In his address when he appeared on Politics Today on Tuesday, Uchendu said countries that have refused to speed up the repatriation process of looted funds are doing so in their interest.
“As for the foreign countries, they know that they want to serve their interest more and, therefore, can go ahead to delay repatriation which is an aspect of corruption,” he said.
“There is what I may call the desire to make a better use of the forces that are in your custody. Possibly if we find ourselves in the position of other countries, we will want to delay as much as possible.”

The Senator-elect called on the Federal Government to be mindful of countries it signs bilateral agreements with in it resolve to tackle corrupt practices in Nigeria.
He noted that delaying looted funds was unacceptable, adding that some countries were trading with the monies kept with them by corrupt Nigerians.
“Time is also the value of money, as long as you keep funds with you, you are making more money. You delay in order to make more money so that finally if the provision of the bilateral agreement is being enforced, you can now be sure that you have made some extra monies.

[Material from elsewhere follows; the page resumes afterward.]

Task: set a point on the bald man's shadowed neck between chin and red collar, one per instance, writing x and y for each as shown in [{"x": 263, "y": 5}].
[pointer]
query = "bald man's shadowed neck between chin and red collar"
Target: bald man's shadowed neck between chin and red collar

“What you will be repatriating will be the fixed amount that was initially deposited, nobody will be talking about the interest on it and so I believe that these are the politics in repatriation and Nigeria should find ways of getting around it.
“When you lay down procedures of how things should go and when you go outside the provisions of the law, then you are corrupting the system. This is one aspect that we should watch out in future bilateral agreements which the government enters into,” he said.
On the call to extradite former Minister of Petroleum Resources, Mrs Diezani Alison-Madueke, Uchendu said, “Beyond the provisions of the law, I personally think that it is important that Nigerians continue to protest on the highway.”
He noted that the protest would send a signal to public office holders that corruption which he said has become a culture in Nigeria was no longer acceptable.
“People should go ahead so that those who are in offices today, those who we have elected, those who are appointed into public offices would know that it is no longer acceptable for them to abuse the positions of trust given to them by Nigerians,” he said.
“To that extent, I think street procession and protest must continue.”